# Problem with quickbooks



## STLfirewood (Dec 14, 2009)

My quick books won't print an invoice. It will print a list of my invoices for the month but will not print a single invoice to give to a customer. Anybody deal with this before?

Scott


----------



## lone wolf (Dec 14, 2009)

STLfirewood said:


> My quick books won't print an invoice. It will print a list of my invoices for the month but will not print a single invoice to give to a customer. Anybody deal with this before?
> 
> Scott


 try calling the printer co and ask if there is a update could be communications error.


----------



## arbor pro (Dec 14, 2009)

STLfirewood said:


> My quick books won't print an invoice. It will print a list of my invoices for the month but will not print a single invoice to give to a customer. Anybody deal with this before?
> 
> Scott



More info please as to what steps you are taking to come up with the list being printed rather than the single invoice. 

When you have the invoice page open, can you preview the invoice (print preview at top of page)? If yes, have you tried printing from the preview page?


----------



## STLfirewood (Dec 14, 2009)

arbor pro said:


> More info please as to what steps you are taking to come up with the list being printed rather than the single invoice.
> 
> When you have the invoice page open, can you preview the invoice (print preview at top of page)? If yes, have you tried printing from the preview page?
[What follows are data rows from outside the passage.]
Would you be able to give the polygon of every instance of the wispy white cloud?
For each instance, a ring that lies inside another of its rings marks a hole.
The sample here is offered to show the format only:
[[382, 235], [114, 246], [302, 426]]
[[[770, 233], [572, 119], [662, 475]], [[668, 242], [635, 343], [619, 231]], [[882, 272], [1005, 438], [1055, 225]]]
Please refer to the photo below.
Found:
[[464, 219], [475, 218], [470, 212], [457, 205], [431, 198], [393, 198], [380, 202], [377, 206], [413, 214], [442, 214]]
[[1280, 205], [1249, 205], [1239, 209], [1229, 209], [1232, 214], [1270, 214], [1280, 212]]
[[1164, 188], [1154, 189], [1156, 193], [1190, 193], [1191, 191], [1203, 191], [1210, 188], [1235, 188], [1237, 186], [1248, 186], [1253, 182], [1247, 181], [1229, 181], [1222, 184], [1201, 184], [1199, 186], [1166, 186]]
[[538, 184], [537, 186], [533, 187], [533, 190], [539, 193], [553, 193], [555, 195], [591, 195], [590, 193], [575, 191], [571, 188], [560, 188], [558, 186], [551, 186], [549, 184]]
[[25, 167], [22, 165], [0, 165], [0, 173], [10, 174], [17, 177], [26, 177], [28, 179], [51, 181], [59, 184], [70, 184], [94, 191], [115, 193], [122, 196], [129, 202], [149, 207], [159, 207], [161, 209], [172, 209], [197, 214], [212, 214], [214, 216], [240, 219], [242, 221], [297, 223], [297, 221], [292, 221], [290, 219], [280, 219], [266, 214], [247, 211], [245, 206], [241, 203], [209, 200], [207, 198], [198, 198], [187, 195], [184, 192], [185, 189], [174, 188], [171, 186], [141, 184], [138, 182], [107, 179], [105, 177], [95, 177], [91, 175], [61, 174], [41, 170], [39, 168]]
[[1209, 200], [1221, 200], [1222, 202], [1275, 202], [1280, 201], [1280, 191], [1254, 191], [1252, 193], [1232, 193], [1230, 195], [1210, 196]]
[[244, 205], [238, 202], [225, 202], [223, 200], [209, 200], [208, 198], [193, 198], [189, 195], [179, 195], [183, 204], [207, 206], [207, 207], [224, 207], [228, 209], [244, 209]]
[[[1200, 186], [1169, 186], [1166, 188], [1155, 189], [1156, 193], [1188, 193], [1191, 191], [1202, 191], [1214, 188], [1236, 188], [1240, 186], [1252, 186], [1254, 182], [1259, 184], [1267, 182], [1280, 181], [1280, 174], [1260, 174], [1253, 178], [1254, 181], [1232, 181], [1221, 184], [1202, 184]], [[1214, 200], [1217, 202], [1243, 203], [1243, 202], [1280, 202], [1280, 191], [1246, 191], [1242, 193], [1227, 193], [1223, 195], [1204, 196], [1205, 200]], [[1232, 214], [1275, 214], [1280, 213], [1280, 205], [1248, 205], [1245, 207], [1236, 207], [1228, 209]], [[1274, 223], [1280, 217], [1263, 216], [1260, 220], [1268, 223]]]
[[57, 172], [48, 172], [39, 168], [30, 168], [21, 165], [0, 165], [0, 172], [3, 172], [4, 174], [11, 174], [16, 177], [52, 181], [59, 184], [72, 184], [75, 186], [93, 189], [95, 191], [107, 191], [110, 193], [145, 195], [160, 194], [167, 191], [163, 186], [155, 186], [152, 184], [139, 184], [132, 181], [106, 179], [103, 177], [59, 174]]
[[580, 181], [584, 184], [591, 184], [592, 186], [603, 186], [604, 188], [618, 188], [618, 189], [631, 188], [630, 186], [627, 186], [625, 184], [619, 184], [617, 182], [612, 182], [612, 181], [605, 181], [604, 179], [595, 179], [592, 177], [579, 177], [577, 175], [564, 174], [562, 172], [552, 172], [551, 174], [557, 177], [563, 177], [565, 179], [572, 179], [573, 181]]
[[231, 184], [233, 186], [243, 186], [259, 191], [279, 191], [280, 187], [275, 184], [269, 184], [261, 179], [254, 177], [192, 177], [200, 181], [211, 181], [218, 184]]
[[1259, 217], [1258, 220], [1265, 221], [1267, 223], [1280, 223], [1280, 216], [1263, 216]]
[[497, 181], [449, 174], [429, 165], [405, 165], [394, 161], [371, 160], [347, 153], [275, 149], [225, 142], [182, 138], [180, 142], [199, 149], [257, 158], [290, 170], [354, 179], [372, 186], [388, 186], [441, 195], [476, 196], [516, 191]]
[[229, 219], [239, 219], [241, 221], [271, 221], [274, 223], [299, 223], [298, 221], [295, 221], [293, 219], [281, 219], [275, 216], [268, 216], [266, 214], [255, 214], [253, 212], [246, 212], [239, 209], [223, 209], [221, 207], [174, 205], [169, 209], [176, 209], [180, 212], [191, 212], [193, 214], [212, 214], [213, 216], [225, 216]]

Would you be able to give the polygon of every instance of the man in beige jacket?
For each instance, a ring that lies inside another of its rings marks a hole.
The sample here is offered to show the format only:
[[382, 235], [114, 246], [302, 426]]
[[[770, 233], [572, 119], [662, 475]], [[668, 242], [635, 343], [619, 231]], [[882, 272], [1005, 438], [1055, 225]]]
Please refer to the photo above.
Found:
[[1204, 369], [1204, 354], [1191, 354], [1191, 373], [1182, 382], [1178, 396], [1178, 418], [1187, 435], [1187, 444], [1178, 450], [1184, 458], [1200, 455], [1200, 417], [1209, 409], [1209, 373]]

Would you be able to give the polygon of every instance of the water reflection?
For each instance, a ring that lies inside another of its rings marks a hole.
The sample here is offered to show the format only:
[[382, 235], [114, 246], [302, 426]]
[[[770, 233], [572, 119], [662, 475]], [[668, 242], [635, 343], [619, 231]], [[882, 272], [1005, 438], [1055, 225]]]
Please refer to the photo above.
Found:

When I go to Invoices I've created and it lists all of them for the month there is a little black computer in the upper left corner. If I click that it will print. If I click on a invoice and it opens it will not print that invoice. Even if I use the print preview and then try to print it still won't.

Scott


----------



## arbor pro (Dec 15, 2009)

STLfirewood said:


> When I go to Invoices I've created and it lists all of them for the month there is a little black computer in the upper left corner. If I click that it will print. If I click on a invoice and it opens it will not print that invoice. Even if I use the print preview and then try to print it still won't.
> 
> Scott



What version of QB are you using?


----------



## cuznguido (Dec 19, 2009)

You can always use the 'stone-age' technique: When you get the invoice you want to print on your computer screen (even though it refuses to print it) try pressing "shift" and "Prtsc" at the same time, which means to "print screen". May work may not.


----------